My novel Dover Beach is now featured on the BookBub website, and it’s in the email BookBub sent out to 400,000 science fiction readers.  The book is on sale for the ridiculously low price of $0.99.   Here’s where I discuss the economics of a BookBub promotion.  (If you want to buy the book, click the link on the BookBub page — they’ll get some revenue, and if they get enough click-through sales, this may help convince them to feature another one of my books.)

DOVER-BEACH-COVER1L

My publisher came up with this blurb for the book–there is presumably a word limit:

A Philip K. Dick Award finalist set in a harrowing world devastated by war: Believing himself a clone, Dr. Charles Winfield enlists the help of Wally Sands to expose a top-secret government project. But in his pursuit of answers, Wally uncovers truths about himself — and crosses paths with a killer…

This manages to get two or three things wrong, but whatever; I probably couldn’t have done any better.  Here’s a customer review, titled “A Different but Wonderful Private Eye Story”, that does a better job of capturing what the book is about:

Walter is a quirky private eye like none you’ve ever experienced! The poor fellow stumbles into one disaster after another, making you laugh, cringe, and pity the lovable, determined character. By the way, Walter is a survivor of the downfall of America so he’s familiar with overcoming challenges. As the story unfolds, tidbits are revealed toward understanding what happened. To assist Walter is an eclectic and interesting collection of friends who assist him along the way. They will become like friends to you also. This book has twists and turns, great wit and humor, and very colorful characters. I loved book so much that I ordered the next novel in the series (A Distance Beacon) right away. Great job!

This reviewer gets everything right, except the name of the sequel.  But it’s close!

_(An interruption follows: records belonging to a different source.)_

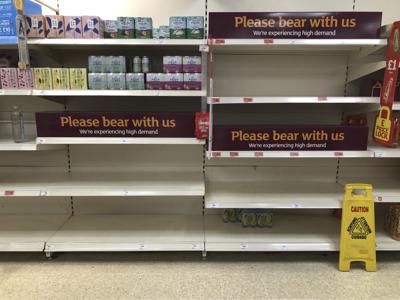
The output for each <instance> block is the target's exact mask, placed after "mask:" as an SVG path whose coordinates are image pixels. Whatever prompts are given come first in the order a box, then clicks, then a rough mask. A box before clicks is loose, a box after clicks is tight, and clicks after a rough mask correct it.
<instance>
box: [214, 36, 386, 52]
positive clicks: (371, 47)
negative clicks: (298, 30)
mask: <svg viewBox="0 0 400 300" xmlns="http://www.w3.org/2000/svg"><path fill="white" fill-rule="evenodd" d="M209 43H210V45H212V50H213V52H215V53H226V54H229V53H233V54H234V53H263V52H285V51H288V52H293V51H294V52H306V51H317V52H332V53H334V54H352V53H358V52H360V51H361V50H364V49H365V50H367V49H368V50H369V49H372V50H376V51H377V50H379V49H381V48H383V47H385V46H386V45H387V40H386V39H331V40H328V39H212V40H210V42H209Z"/></svg>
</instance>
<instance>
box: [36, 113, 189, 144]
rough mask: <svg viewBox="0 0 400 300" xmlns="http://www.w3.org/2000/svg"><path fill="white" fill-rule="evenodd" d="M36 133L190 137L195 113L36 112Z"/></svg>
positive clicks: (103, 136)
mask: <svg viewBox="0 0 400 300" xmlns="http://www.w3.org/2000/svg"><path fill="white" fill-rule="evenodd" d="M36 126H37V134H38V136H39V137H126V138H129V137H135V138H138V137H155V138H156V137H194V136H195V129H194V128H195V113H169V112H168V113H137V112H40V113H36Z"/></svg>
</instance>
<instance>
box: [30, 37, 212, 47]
mask: <svg viewBox="0 0 400 300" xmlns="http://www.w3.org/2000/svg"><path fill="white" fill-rule="evenodd" d="M206 44H207V41H206V40H198V39H197V40H196V39H30V40H28V45H32V46H46V47H50V48H58V49H67V48H77V47H78V48H94V47H101V46H115V47H129V46H135V47H136V46H140V47H157V46H161V47H163V46H184V47H199V46H200V45H206Z"/></svg>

By the way, there has never been a better time to get one of my books. Senator is also available for $0.99, and The Portal continues to be free.  Here’s a recent five-star review of The Portal, titled “A Lot of Heart”:

I thought at first this was going to be another YA gimmicky novel with kids complaining about their lives and using the device of dimension travel just to come up with random quirky things, but this book is much more than that. You really get to know and care about the characters, and things move along quite well and not predictably. The really surprising part is the life lessons learned by the characters – they really leave you with something more than just a fun little read. Glad I read it!